Factors such as the substantial increase in the public
sector’s gross borrowing requirement and the upgrading of
the country’s credit rating contributed to these
developments.
The nominal value of all types of government paper issued
in 2002 rose to €32.1 billion, from €24.2 billion in 2001 and
€26.8 billion in 2000
7. Treasury Bills
Treasury Bills, one of the safest money market
instruments, are short term borrowing instruments of the
Central Government of the country issued through the
Central Bank .
They are zero risk instruments, and hence the returns are
not so attractive. It is available both in primary market as
well as secondary market. It is a promise to pay a said sum
after a specified period.
Greek Treasury Bills are issued as discount papers with a
maturity of 13, 26 and 52 Weeks in regular auction
announced by the Bank of Greece according to the auction
calendar.
8. Government Bonds
A government bond is a bond issued by a national
government, generally promising to pay a certain
amount (the face value) on a certain date, as well as
periodic interest payments. Bonds are debt
investments whereby an investor loans a certain
amount of money, for a certain amount of time, with a
certain interest rate, to a company or country.

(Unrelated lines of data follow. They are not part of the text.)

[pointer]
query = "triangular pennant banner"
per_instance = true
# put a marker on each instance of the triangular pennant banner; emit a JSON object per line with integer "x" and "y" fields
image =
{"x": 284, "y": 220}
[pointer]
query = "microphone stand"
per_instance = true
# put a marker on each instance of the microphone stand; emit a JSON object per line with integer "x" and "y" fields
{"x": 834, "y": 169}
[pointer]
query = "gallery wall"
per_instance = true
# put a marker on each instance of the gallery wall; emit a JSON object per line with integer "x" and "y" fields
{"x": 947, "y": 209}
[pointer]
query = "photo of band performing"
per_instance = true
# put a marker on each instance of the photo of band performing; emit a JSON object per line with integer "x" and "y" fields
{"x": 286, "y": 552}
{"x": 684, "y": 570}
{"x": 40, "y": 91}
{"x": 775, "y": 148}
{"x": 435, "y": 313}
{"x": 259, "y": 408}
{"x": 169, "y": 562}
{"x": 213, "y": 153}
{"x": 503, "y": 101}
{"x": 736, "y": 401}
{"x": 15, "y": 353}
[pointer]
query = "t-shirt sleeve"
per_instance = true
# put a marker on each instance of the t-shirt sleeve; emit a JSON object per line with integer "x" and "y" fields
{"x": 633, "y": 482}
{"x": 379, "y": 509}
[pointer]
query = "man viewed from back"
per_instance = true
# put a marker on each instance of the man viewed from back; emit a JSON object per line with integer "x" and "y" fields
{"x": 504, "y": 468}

Greek Government Bonds are regularly issued or
tapped as either fixed of floating rate instruments
according to the quarterly announced auction
schedule.
9. Since the year 2003 the Greek Ministry of Finance has
also issued an inflation-index linked bond with the
maturity of 22 years for the first time, where the
annual coupon payment is linked to harmonized
European inflation index.
Fixed Coupon instruments are issued as 3, 5, 7, 10, 15 or
20 Year paper.
Floating Rate Issues
The rate of the floating Coupon is based on the yield
of the actual 6 or 12 Month Greek Treasury
Bills, depending on the chosen reference T-Bill plus
the quoted margin. Therefore the fixing of the
coupons is annual or semi-annual.
10. Mortgage Bonds
A mortgage bond is a bond backed by a pool of mortgages
on a real estate asset such as a house. More generally, bonds
which are secured by the pledge of specific assets are called
mortgage bonds.
Even though the legal framework for issuing mortgage
bonds meets the requirements of the European Union, the
primary and secondary market for mortgage bonds in
Greece are hardly developed.
High Interest rates in the 90’s and the tax situation for non-
government issuers are the main reasons why mortgage
bonds do not play a significant role on the Greek capital
market.
11. Euro Certificate of Deposit
Instrument for the notaries recording of time deposits.
They are issued, principally by banks, in high face
values with different terms and are redeemed at face
value upon maturity.
Their terms are normally 3 to 12 months, but may be as
much as 5 years. In addition to fixed-interest
CDs, there are CDs attracting variable interest rates as
well.
12. Other Money Market
Instruments in Greece
European Term Deposits- Savings account or
certificate of deposit held in a financial
institution, usually a bank, for a fixed term or with the
understanding that the customer can withdraw only by
giving advanced notice.
European Medium Term Notes- Debt instrument
with medium maturity issued on the Euro money
market.
13. Repos-The Repo or the repurchase agreement is used by
the government security holder when he sells the security
to a lender and promises to repurchase from him overnight.
Hence the Repos have terms raging from 1 night to 30 days.
They are very safe due to government backing.
Floating Rate Notes (FRNs)-Debt instrument with an
initial maturity longer than one year and shorter than 10
years the payment of which depends on a FRN depending
on short-term interest rates.
14. Banker's Acceptance- It is a short-term credit
investment. It is guaranteed by a bank to make
payments. The Banker's Acceptance is traded in
the Secondary market. The banker's acceptance is
mostly used to finance exports, imports and other
transactions in goods. The banker's acceptance
need not be held till the maturity date but the
holder has the option to sell it off in the secondary
market whenever he finds it suitable.